Carolina Vazquez Araya
La clase trabajadora, la más castigada en estos meses de pandemia.
Te exigen quedarte en casa y no puedes evitar echar una mirada a tu
alrededor con una creciente sensación de inseguridad; estás consciente
de que ese mandato tiene muchas aristas y abandonar tus actividades no
es una posibilidad real. Para empezar, si tu familia tiene la inveterada
costumbre de comer todos los días, para abastecerse de alimentos es
preciso salir de casa. Si tu jefe (o tú mismo) está ansioso y angustiado
por sostener su negocio a pesar de las restricciones, es preciso salir
de casa. También debes hacerlo cuando laboras en una institución
fundamental, como los servicios de salud, en donde tu trabajo es vital.
Salir de casa, cuando no hay otra opción, es lo que al final del día
permite a otros mantener su reclusión sin mayores problemas.
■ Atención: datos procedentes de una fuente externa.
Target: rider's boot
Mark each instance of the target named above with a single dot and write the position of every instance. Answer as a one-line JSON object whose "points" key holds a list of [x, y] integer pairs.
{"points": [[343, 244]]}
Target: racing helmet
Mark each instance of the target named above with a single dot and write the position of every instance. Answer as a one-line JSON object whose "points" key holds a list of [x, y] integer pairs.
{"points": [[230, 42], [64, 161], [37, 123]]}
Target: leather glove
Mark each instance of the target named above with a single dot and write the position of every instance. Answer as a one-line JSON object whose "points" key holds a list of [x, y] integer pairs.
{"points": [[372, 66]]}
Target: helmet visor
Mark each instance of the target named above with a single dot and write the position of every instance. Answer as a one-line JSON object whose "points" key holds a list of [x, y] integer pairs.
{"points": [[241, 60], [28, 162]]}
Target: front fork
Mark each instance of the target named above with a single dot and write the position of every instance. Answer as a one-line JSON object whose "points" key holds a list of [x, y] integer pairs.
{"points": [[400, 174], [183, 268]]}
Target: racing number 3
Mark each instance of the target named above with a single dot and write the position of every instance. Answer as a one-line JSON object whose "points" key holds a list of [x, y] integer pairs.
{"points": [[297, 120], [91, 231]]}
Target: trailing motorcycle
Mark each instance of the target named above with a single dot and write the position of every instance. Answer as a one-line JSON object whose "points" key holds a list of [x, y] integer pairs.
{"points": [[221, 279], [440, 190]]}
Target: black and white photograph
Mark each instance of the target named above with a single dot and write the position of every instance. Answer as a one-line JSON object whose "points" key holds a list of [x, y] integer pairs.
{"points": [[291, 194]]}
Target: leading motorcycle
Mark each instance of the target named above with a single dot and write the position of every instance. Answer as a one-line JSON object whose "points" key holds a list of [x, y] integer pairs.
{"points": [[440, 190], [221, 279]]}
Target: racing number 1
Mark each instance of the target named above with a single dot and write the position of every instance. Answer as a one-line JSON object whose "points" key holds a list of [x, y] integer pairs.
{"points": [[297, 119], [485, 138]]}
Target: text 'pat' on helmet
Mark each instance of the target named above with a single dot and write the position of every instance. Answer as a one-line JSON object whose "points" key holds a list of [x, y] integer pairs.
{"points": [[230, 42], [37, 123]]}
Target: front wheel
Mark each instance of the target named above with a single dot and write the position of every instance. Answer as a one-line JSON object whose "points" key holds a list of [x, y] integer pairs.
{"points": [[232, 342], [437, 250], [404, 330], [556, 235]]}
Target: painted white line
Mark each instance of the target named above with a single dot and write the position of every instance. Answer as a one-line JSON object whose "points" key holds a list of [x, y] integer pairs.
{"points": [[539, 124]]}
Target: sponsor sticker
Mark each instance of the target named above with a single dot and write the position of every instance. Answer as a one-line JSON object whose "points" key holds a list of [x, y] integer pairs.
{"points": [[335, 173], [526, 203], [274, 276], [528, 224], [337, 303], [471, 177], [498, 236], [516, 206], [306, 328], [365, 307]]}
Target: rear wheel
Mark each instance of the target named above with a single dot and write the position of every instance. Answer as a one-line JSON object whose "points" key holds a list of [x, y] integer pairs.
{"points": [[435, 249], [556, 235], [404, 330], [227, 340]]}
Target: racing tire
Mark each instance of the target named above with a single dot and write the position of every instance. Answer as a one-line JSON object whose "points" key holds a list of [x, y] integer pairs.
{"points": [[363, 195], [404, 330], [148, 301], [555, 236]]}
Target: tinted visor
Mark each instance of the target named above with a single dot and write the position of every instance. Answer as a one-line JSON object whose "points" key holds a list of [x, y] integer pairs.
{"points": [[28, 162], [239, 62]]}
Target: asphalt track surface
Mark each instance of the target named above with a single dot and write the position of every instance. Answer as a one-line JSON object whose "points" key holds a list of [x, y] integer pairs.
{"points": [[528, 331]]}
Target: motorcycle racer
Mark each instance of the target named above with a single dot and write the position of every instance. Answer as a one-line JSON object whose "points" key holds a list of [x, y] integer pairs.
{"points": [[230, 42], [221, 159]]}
Esto, porque existe un intrincado engranaje de actividades esenciales
de las cuales dependemos todos y sin cuya dinámica enfrentaríamos
serios obstáculos para sobrevivir. Es un hecho indiscutible nuestra
dependencia del trabajo de los demás, sobre todo si ese trabajo nos
provee de alimentos, de energía para procesarlos, de una rutina para
eliminar los desechos producidos a diario en los hogares, de la entrega a
domicilio cuando podemos gozar de esos servicios, de todos y cada uno
de los aspectos que garantizan una cierta estabilidad en el orden de la
vida cotidiana.
Por eso el mandato de quedarte en casa tiene sus bemoles, dado que no
cualquiera puede atender a tan sabia precaución. Sin embargo, ese
confinamiento semi voluntario ha comprobado ser el único mecanismo
posible para alcanzar los objetivos -tan abstractos como incomprendidos-
de “aplanar la curva”, reducir los contagios y así romper la secuencia
ascendente que se cierne sobre la población como una amenaza ubicua y
perversa. La pandemia ha demostrado en estos meses su inmenso poder
sobre todo lo que hemos considerado más o menos inamovible: ha
destrozado nuestra capacidad de confiar y nos obliga a evaluar hasta qué
punto somos capaces de sobreponernos a una realidad diferente, a un
cambio de rutinas, a un encierro forzoso, a una transformación sutil y
progresiva en nuestra manera de ver el mundo.
Durante el transcurso de este fenómeno, no solo nuevo sino también
difícil de comprender, hemos sido dirigidos por mandatos no siempre
basados en el sentido común, muchas veces contradictorios, en numerosas
ocasiones orientados a favorecer a ciertos sectores en desmedro de la
salud de la población y con un manejo muy deficiente de la información.
Esto ha provocado un ambiente de rebeldía, especialmente entre los
segmentos más jóvenes y otros cuyos intereses específicos –políticos o
económicos- terminan por desembocar en una abierta actitud de rechazo
hacia las normas de contención de la epidemia.
Aun cuando las consecuencias no han tardado en manifestarse en
repuntes de contagios y pérdida de vidas humanas, la restricción contra
libertades personales empiezan a verse como un sacrificio que sobrepasa
la capacidad de tolerancia. En este proceso, la falta de confianza en
las autoridades ha jugado un papel fundamental; sobre todo, en desmedro
de un tejido social que empieza a mostrar sus debilidades y de sistemas
de gobierno poco acostumbrados a enfrentar la realidad de sus profundas
fallas. Aquello que nos golpea hoy es, más que un virus, una enfermedad
social endémica evidenciada en la pérdida de sentido de nación y de todo
lo que eso implica. Quedarse en casa no es más que un recurso de
protección eventual. Lo más importante vendrá cuando salgamos de ella.
Difícil contener los deseos de salir, de regresar a la normalidad.